In this Empire file photo, Tom Schwartz hunts for deer along a beach on the west side of Douglas Island in December 2005. (Juneau Empire File)

In this Empire file photo, Tom Schwartz hunts for deer along a beach on the west side of Douglas Island in December 2005. (Juneau Empire File)

Tour groups and hunters find ways to coexist

Best practices agreement is yielding positive results

More and more people are coming to Alaska to experience its amazing glaciers, forests and wildlife. But what happens when a tour group who want to hike and kayak run into a group on a bear hunt?

Those are the kinds of interactions tour operators, hunting guides and the U.S. Forest Service are hoping to avoid. In pursuit of that goal, the Forest Service has been holding a series of meeting to develop a Best Management Practices Agreement (BMP) between recreation and tourism services operating in the northern Tongass National Forest.

“Whether you’re a small ship operator or a bear hunting operator, you have different requirements for your business,” said Zach Decker, part-owner and operator of Glacier Guides. “If I’m a hunting guide I don’t know the impacts that small ships are having, and small ships don’t know the impacts they’re having on hunting operations.”

One of the main issues discussed during a BMP meeting at the Juneau Ranger Station Friday morning was proper communication between various groups operating in the same area. There were about two dozen attendees at the meeting both in person and via telephone. At the Ranger Station, most of the people in the room were Forest Service employees, not just from Juneau but Petersburg and Sitka as well.

Representatives from UnCruise Adventures, a tour company based in Seattle, recalled an incident where they had landed their clients on a beach and ran into a hunting party being hosted by Glacier Guides of Gustavas.

“I don’t think we interrupted his hunt,” said Sue Rooney, from UnCruise Adventures, who joined the meeting via phone. She was referring Decker who was sitting in the room.

“He was polite but firm,” Rooney said. “The interaction went well but that’s something we definitely wanted to avoid.”

Decker had been leading a hunting group that was tracking a wounded bear in the area and he politely told the tour group that the area probably wasn’t the safest place for them to be, he told the group.

One of the ways to remedy this was through use of an Automatic Identification System (AIS), a transmission system which lets vessels know where each other are.

Using an AIS, groups can see where others are and radio one another to discuss operations. Members of the BMP agreement submit their voyage plans to an “intentions list,” which is basically an email group, Rooney told the Empire. The problem is that with weather or other things that can happen on a journey, plans change.

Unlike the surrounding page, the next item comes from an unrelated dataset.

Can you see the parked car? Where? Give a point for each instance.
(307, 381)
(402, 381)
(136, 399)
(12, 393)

“Once the ship is underway,” Rooney said in an interview, “anything can happen.” If a group wants to change their destination, they can use an AIS to identify where other groups are and work to avoid interaction.

“This is our crystal ball,” Rooney said. “We go onto the AIS and it serves as an immediate resource on our geography.”

All of the groups involved have been very pleased with the outcomes the BMP has produced. The agreement is the result of small cruise ship operator asking the Forest Service to facilitate a conversation between tour and hunting groups operating in the Tongass, according to the Forest Service website.

“Operators have determined that we’re better off working together than against each other,” Decker told the Empire. “It’s a positive step for conservation and tourism management and economic development in the region.”

But there’s still work to be done. The agreement has generated a color-coded map that shows which areas are off-limits to tour groups during the hunting season. The colors red, yellow and green designated levels of restriction to tour operations when hunters are in the area.

Rooney would like to see a little more flexibility with this system. Taking certain areas that are designated red and moving them to yellow, which would allow for tours to visit to locations if no hunters are in the area. Hunting groups are given priority during the hunting season and must agree to allow a particular hunting group in the area.

Decker and other hunting group operators suggested using funds from user fees all the tours pay to have the Forest Service build improvements at certain locations. That would draw recreational tourists away from hunting grounds and to those areas with trails or other amenities.

The discussion Friday morning was very amicable, and Rooney told the Empire the meeting had been the shortest BMP meeting by far. The meeting was scheduled to take four hours but only took two.

“Last winter we probably one to two meetings a month, it’s been a long exhausting process,” Decker said.

The BMP is not a contractual arrangement, only an agreement of mutual understanding between the various groups working in the area.

“It’s so we can all play nice in the sandbox together,” Decker said.